We actually arrived in Wadi Rum in the evening, around maghrib time, so after praying, we were told that we could not go into the actual desert and we had to find a camp just outside. Alhamdulillah, there are many camps to choose from in Wadi Rum, and since some other Qasid students were there as well, we ended up going to the same camp as them. We got there just in time for food! It was great. They were having a traditional style barbeque, along with rice, vegetables and everything. We ate under some tents, overlooking the desert and some mountainous areas. It was simply beautiful. After eating, we sat around, talking to others and waiting for a either a shed or tent to sleep in. The reason I say shed, is because that is about the size of it. A shed with a door, two small windows on either side and two single beds. The weather in Wadi Rum at night is a bit chilly, but we opted to sleep in a tent and alhamdulillah, there was one available. The size of the tent was probably the same as the shed, with two beds as well, but it just seemed more open. The kids fell asleep right away and I decided to go outside for a bit. I am glad I did as the sky was full of stars. It was an indescribable experience to be in this massive desert under a sky full sparkling stars. Ovaise and I barely slept that night, as he struck up conversation with a neighbouring group of tourists in the next tent and I tossed and turned next to Asma's arms and legs in my face for most of the night. But alhamdulillah, I would do it all over again.
The next morning, we had some breakfast and headed out to the 'real' Wadi Rum. We had the option of hiring a local guide to take us on 4x4, or even go by camel, but we decided to take our own 4x4. Looking back, we were just being cheap, and taking the least expensive way, but our decision proved to be not a good one.
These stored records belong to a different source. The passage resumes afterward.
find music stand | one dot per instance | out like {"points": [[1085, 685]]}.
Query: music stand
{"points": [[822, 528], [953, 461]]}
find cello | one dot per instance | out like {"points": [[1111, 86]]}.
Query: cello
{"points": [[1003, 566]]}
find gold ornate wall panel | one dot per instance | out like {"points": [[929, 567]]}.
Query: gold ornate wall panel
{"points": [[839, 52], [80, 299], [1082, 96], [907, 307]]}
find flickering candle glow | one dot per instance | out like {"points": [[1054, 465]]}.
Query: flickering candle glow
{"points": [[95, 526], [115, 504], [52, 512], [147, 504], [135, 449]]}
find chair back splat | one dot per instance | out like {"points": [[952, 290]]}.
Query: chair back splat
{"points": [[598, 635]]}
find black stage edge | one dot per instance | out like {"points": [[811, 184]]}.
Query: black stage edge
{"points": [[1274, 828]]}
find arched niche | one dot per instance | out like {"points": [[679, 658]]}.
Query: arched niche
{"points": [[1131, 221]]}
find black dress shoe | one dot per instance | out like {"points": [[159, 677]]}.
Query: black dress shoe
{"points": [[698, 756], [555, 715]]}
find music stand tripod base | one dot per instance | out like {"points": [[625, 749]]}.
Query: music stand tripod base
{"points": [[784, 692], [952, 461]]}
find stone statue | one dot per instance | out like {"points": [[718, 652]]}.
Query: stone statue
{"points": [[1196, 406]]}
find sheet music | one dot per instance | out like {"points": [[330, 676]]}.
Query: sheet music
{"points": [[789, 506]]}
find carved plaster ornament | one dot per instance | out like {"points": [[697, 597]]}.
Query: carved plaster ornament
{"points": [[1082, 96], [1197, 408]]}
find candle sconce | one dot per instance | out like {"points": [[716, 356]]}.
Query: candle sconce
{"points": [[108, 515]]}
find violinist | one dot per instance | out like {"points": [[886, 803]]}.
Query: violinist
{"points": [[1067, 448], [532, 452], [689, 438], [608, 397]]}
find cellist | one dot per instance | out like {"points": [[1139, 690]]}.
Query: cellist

Wadi Rum is a huge desert. When I say huge, I mean that some people spend days exploring all of it. So, basically, we were crazy to go out exploring without any guide. But, alhamdulillah, we managed to find our way around for a few hours. The sheer vastness of the desert is what stood out to me. My fascination with deserts began when we moved to the middle east, but out of all the deserts I have been to so far, Wadi Rum stands out as one that is unlike all of the others. Many movies were filmed here and now I know why. One description of the place is 'vast and echoing.' I don't think I can say it any better myself.





One last memory of Wadi Rum: we had a chance to meet a few of the bedouins who live surrounding the desert, and mashaAllah, although they were all very eager to help, one in particular we will never forget. He came up to us, helped us put the air back in our tires (after our desert adventure), showed us around the little village and brought Ibrahim and Asma camel riding! Then, he refused to take any money from us whatsoever. We bought him a cold drink, as it was quite hot that day and he refused that too (although we finally managed to force it on him). He insisted that we come to his house for food, or at least coffee. We later met his father and Ovaise was sure to tell him what an amazing son he has. The father just smiled at us and also extended us an offer to his home! It is these types of people which we will never forget and who made our travels so memorable.
On our way out of Wadi Rum, we saw someone walking through the heat to get to the main road. Ovaise stopped and we gave him a ride. He looked young and he was dressed in a fresh thobe with an imama tied on his head. Ovaise made small talk with him (as much as he could in Arabic!) and before we dropped him off he gave us some dua.
Even long after he had stepped out of the car, the sweet smell of ittar filled the car all the way to our next destination. SubhanAllah. You do something small to help someone out, and Allah gives you something back.